Another milestone…

Over the last seven years, Gaia Resources has grown from a small table in my lounge room through to a mid-sized company that now employs 23 people.  On Monday was a big milestone for the company, and it was also a milestone for me personally, and I tweeted about it being the best day of my career.

Over the last week, we expanded our office to take over the whole floor at Level 1, Building B, 661 Newcastle Street.  For the past few months we’ve been really jammed into the old office space, so doubling our available area was a big sigh of relief for all of us.

before_after
AJ, Lyn, Debbie and I co-ordinated the move using our project planning templates, Mantis for tracking the issues and ran the whole move as we would a commercial project.  The project ran really smoothly – while AJ, Lyn, Debbie and I did the preparation work the office kept running, and most of the staff had an hour downtime while they moved offices, and that was it.

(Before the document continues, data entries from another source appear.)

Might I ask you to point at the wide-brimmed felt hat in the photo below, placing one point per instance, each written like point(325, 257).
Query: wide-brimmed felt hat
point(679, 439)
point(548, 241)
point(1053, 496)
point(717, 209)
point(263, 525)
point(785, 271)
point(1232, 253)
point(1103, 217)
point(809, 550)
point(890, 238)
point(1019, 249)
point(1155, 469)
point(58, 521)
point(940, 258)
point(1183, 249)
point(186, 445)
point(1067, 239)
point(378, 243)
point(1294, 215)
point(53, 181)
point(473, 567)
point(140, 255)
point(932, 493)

ProjectBoardOfficeMove2011

The move went really smoothly, and along the way we found time to have a bit of fun as well.  There were some really great outcomes along the way – we learned more about cabling from AJ (than perhaps some of us would like), we learned that Telstra don’t know where we actually are located, and that shifting to Natural Power is really easy to do. AJ, Lyn and Debbie made this really a successful project, and without their hard work we’d really have struggled to achieve this as smoothly as we did.

Move2
The move wasn’t really finished until Monday, when we had a team strategy day, where I presented the business plan and the new organisational structures to the team.  Given that we are now a mid-sized company, we have had to restructure the business to suit.  To that end, we have now set up three business units within the company, known as the Spatial Business Unit (run by Andrew), the Software Engineering Unit (run by AJ), and the Management Business Unit (run by me).  This gives us a better management and reporting structure within the business, and hopefully this will enable us to be more flexible and responsive as well.

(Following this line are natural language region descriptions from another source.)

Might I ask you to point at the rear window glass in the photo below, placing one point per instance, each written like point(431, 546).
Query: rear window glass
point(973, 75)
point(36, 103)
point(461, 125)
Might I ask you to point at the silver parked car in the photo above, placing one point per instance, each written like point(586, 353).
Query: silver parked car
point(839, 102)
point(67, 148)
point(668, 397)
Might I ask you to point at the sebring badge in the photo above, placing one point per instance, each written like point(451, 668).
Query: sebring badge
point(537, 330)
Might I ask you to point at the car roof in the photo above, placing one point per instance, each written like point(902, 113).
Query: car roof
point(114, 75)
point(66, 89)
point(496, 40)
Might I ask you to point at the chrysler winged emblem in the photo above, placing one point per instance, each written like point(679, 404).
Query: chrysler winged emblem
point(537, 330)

At the strategy day, I also outlined the business goals and projects we will be undertaking over the coming year to achieve those goals.  This was something I approached with a little trepidation; I’ve always found sharing my aims and goals for the business to be a little scary.  However, the team were totally behind these goals, and that absolutely made my day.  They gave some great feedback on what we are planning to do, and how we are planning to do it, and it really gave me a buzz to see everyone so willing to get behind these aims and get stuck into the challenges we will face over the next year.

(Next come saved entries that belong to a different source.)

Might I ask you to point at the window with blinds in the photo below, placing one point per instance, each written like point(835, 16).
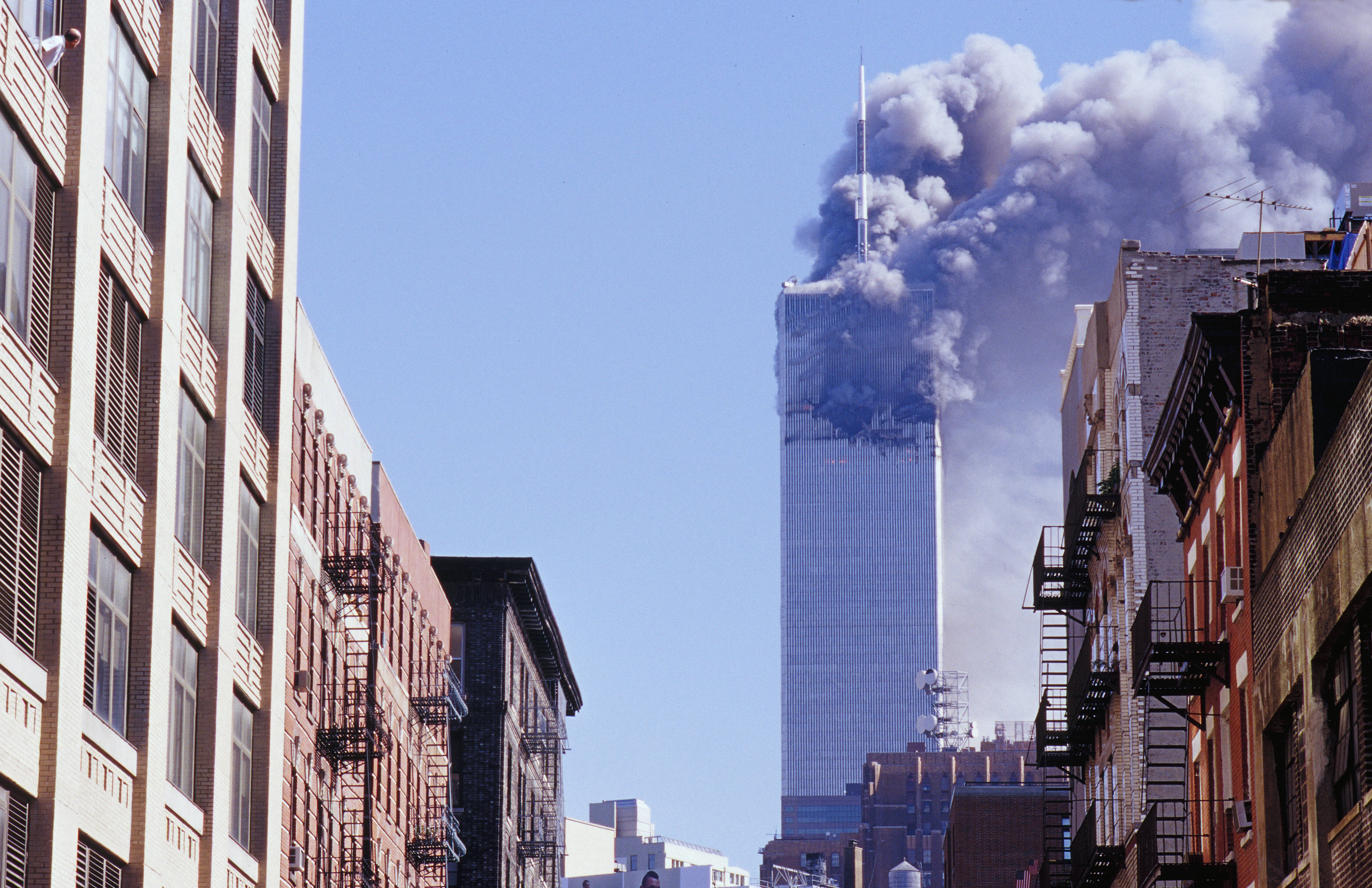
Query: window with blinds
point(14, 839)
point(119, 344)
point(21, 480)
point(254, 366)
point(95, 869)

We ran a few exercises on the strategy day as well about testing how we work in teams, how we communicate, and how well people can follow instructions.  The fun one at the end of the day was about putting together Lego kits, with one person reading the instructions and the other trying to follow the verbal-only directions, with a few variations on roles as well.  I was nice enough to leave all the pieces in the kits, though (I just tipped them all into one big bucket).

Then after the strategy day we headed out for a team dinner up the road at the Oxford Hotel.  It was a great way to unwind and celebrate this move as the milestone that it is for the business.

So that was my best day in my career – seeing something that germinated in my lounge room as being something that would be achievable in the near future.  I’m really looking forward to the new challenges for the company over the coming year, and now we have the space to deal with them, too.